第五十七回虬龙棒巧破锁口鞭(第4/6页)

柳逢春容这三个夜行人到了里面,低声向司马寿昌道:“咱们进店,我看这三人好似咱们的人。我恍惚见他们临进店房,似把鬓旁的白鹅翎撤下来,我们不管他是不是,索性先回到屋里再说。”

司马寿昌点头道好,两人先向四下察看了察看,见没有别的动静,遂立刻各把鬓旁的白鹅翎摘下来,纳入怀中。

因为已知店中卧底的贼人全离开店房,不用再防和贼人动手,倒得防备店家。

万一被更夫坐夜的碰上,鬓上的白鹅翎虽是在黑影里,也容易看见。

鬓边没有标记,就是暗中有人潜伏,也易于措辞。

这时两人先后飞身进店,见店里这时仍然黑暗暗的,可是二人已感出各屋客人全惊吓得不约而同的伏身在窗内,往外偷察上房的动静。

二人仍然故作不知,直奔上房,上房屋中也是提灯守护。

二人才登屋门前的台阶,随听得避风门吱呀一响,有人探着身子,低声招呼道:“喂!柳老师,你回来了么?快请进来。”

太极柳逢春和司马寿昌二人赶紧走进屋中。

这时屋中也由孙玉岗晃火折子把灯点着,司马寿昌和太极柳逢春二人一看,原来所有出去追贼的镖师们全赶回来。

这班武师正在低声商议着,振威镖师伍宗义,也正在愁眉不展的和大家谈论着经过。

这时彼此一互述追喊的情形,这几拨人所见大致相同。

有的是被那匪徒诱得在这百福驿转了一周,有的就是被那瘦老头引诱得在这店房一带空追了一阵,连这瘦老头的面貌全没看出。

只是这其中就是振威伍镖主,却和这江湖怪客矮瘦的者头很动了会子手,两下因为全没把自己的行径说出,两下又没亮兵刃,更因这瘦老头武功精湛,掌锋劲疾,可是行拳过招,颇有退让之意,自己倒辨不清是敌是友。

那瘦老头竟自轻描淡写的说了声;“要想保全振威的牌匾.到独松关等我,管保还你个原镖不短分毫;不听我良言相劝,你们再想保全威名,只怕势比登天。伍朋友,你就赶紧回店保护未失去的红货吧!”

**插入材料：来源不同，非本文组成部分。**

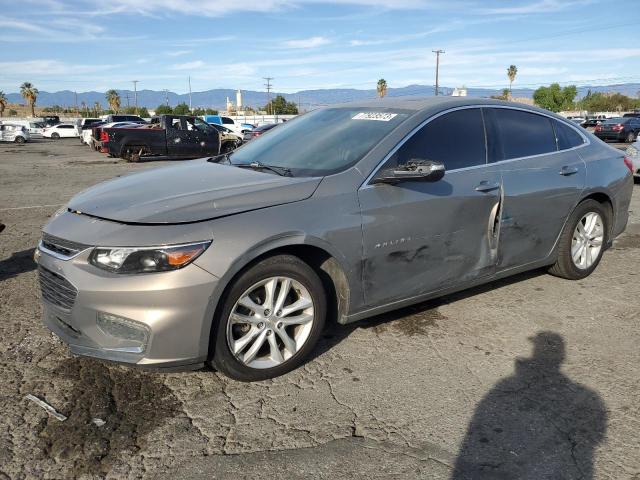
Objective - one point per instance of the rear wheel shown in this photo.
(270, 320)
(582, 241)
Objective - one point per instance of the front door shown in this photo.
(421, 237)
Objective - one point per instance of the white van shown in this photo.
(34, 126)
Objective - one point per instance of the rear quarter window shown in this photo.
(521, 134)
(567, 137)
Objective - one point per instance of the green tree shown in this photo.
(512, 71)
(3, 103)
(280, 106)
(164, 110)
(381, 87)
(113, 99)
(181, 109)
(555, 98)
(30, 94)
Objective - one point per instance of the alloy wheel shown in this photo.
(270, 322)
(587, 240)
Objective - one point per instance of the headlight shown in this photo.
(146, 259)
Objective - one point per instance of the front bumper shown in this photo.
(176, 307)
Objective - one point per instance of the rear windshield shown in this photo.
(321, 142)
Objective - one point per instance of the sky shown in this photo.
(314, 44)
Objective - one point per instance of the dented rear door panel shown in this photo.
(419, 237)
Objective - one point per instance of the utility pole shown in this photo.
(135, 94)
(268, 85)
(437, 52)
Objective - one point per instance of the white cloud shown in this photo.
(311, 42)
(188, 65)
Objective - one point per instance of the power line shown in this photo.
(437, 52)
(268, 86)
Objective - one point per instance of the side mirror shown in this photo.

当时江南镖客以为自己闯荡江湖十几年,今夜居然这么栽在这,实不甘服。

暗中这位不肯亮万的江湖异人,虽然他口称拔刀相助,叫自己到独松关等侯,要把自己所已失的红货原回,自己总不能那么信以为真。

万一此人成心戏弄自己,自己饶栽了跟头,还给江湖留了无穷的笑柄。

想到这层,自己遂向这位江湖豪客追问姓名,这人似乎有些愤怒,带着老前辈的口吻道:“我老头子寄身草野,游戏江湖,历来好管这种不叫人承情的事。你要问我的出身来历,我又不和你结盟拜把子,干甚么紧自追问。我老头子没有工夫和你叙家谱,你回去问问姓祝的小子,他自会告诉你一切……”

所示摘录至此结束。